“Chamai-o”

 

            Um cego está sentado à beira da estrada a pedir esmola. Algumas pessoas passam e fingem que não o vêem. Comportam-se com se fossem mais cegas do que ele. Outras, como se fossem surdas, fingem que não o ouvem e seguem o seu caminho. Outras ainda, para não terem de o ouvir repetidas vezes, lá deixam cair uma pequena esmola. Todos passam e seguem o seu caminho. E Bartimeu lá continua à beira da estrada e à margem da vida. Mesmo que tenha recebido algumas esmolas, no dia seguinte voltará para a beira da estrada e sentir-se-á obrigado a viver como um excluído.

            À beira da estrada, o cego pede a todos os que passam. Não perde a oportunidade de pedir também a Jesus que passa por aquele caminho. Sabendo quem era, Bartimeu pede-Lhe não uma esmola qualquer, mas aquilo que mais precisa: “que eu veja”. O cego tem consciência de que, só na medida em que voltar a ver, poderá deixar a berma da estrada e regressar à vida normal, providenciando o seu próprio sustento. Daí a sua insistência em fazer chegar o seu grito até ao coração de Jesus. Vence a resistência de quem o quer manter longe – aqueles que pensam que ele se deve resignar à condição de viver toda a sua vida à beira da estrada, como uma fatalidade, um destino que não pode ser alterado.

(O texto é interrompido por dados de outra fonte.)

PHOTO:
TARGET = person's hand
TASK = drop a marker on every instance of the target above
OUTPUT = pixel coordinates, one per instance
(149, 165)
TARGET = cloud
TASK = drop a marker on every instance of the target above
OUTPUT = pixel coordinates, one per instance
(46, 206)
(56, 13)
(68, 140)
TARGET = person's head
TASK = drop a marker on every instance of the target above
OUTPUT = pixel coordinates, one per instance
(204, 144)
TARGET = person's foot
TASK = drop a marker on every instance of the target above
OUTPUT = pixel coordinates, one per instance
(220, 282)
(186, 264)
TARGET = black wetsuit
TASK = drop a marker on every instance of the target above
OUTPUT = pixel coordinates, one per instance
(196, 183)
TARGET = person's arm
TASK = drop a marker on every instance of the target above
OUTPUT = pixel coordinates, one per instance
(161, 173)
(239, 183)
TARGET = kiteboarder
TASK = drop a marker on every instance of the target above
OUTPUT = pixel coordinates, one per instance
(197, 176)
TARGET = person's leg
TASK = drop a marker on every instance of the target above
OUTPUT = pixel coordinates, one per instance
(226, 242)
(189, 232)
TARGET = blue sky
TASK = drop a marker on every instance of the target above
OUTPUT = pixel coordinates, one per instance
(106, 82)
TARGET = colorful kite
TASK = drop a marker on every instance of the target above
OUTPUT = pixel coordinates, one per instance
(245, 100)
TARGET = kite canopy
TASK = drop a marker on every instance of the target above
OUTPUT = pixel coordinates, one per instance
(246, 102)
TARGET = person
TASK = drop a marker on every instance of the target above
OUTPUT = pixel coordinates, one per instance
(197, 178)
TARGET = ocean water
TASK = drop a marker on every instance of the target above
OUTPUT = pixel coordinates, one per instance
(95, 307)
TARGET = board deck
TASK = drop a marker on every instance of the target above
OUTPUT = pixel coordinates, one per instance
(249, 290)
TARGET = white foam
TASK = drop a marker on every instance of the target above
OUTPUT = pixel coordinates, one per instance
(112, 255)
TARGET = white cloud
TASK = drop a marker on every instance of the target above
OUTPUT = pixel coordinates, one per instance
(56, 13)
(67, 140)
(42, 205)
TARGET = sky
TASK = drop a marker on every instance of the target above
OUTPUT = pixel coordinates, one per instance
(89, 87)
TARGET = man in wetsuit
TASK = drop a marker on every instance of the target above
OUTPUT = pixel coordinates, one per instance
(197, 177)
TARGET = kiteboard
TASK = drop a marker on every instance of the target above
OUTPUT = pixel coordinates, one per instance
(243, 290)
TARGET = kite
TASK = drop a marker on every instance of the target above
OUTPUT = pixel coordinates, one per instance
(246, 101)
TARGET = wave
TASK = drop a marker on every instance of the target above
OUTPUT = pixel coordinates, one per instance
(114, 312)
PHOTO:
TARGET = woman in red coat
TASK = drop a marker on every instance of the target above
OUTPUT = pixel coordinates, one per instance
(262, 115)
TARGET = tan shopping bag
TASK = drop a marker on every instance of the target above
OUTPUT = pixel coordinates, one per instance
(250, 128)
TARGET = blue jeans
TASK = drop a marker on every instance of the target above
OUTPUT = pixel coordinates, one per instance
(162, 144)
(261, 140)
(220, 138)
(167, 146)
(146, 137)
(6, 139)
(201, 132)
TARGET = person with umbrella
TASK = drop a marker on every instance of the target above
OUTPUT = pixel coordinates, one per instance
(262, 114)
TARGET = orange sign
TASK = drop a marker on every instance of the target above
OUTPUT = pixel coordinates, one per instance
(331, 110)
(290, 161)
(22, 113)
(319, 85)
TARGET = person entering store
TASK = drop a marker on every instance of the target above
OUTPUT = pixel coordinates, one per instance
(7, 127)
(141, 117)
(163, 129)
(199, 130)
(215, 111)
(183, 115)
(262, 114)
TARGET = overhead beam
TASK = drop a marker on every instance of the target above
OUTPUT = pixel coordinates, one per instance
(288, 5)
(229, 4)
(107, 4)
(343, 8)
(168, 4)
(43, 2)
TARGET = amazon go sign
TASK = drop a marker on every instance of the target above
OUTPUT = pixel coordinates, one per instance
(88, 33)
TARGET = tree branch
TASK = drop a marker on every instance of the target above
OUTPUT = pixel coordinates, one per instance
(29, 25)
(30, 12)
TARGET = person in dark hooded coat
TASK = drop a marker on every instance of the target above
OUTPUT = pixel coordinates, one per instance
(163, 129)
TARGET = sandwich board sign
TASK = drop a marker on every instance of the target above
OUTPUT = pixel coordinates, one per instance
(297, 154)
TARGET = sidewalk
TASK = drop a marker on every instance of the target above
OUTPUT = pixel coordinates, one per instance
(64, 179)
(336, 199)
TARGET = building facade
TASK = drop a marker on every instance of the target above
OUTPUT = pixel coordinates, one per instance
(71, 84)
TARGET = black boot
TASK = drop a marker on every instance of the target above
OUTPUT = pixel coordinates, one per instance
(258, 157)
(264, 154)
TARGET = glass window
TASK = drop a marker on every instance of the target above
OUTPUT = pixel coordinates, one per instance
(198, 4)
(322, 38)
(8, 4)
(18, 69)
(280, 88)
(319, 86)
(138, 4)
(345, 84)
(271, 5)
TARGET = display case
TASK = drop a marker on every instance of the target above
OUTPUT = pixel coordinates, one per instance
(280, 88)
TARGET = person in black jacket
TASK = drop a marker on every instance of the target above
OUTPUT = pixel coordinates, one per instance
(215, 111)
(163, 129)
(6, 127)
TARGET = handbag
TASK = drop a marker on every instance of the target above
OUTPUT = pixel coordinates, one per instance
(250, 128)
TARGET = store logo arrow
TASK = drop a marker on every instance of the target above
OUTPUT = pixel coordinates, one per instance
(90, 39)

            Porém, a súplica insistente daquele cego encontra eco no coração sensível de Jesus. Jesus pressente a dor do homem que Lhe grita da berma do caminho – o grito de quem se sente à margem da vida e da sociedade. Jesus pressente que Bartimeu está mais perto dele e O conhece melhor do que todos aqueles que O seguem pela estrada.

            “Chamai-o”. Jesus manda-o chamar, precisamente àqueles que o queriam fazer calar e manter afastado. Deste modo, Jesus ensina-lhes que ninguém deve impedir ninguém de se aproximar d’Ele. A todos os homens deve ser dada a possibilidade de se encontrarem com Jesus e de O seguirem.

            “Chamai-o…” “Vos que quereis que ele se cale e permaneça longe de mim, ficai a saber que Eu o quero perto de mim e quero encontrar-me com ele”. Procedendo deste modo, Jesus diz-nos que não quer que aquele homem continue por mais tempo à beira da estrada, marginalizado e excluído da vida social. Pelo contrário, quer que possa viver como e com os outros, pois todos os homens têm direito a viver com dignidade!

            “Chamai-o”. Interpelado pelo grito insistente do homem, Jesus parou. Mas não voltou a trás nem se aproximou da beira do caminho. Jesus quer que aquele homem faça a sua parte, que seja ele a abandonar o lugar em que se encontra e a retomar o caminho, que não se acomode à situação em que vive, que não espere que os outros façam tudo por ele. Jesus parou, mas deve ser ele a percorrer o caminho que os separa, para que o encontro aconteça.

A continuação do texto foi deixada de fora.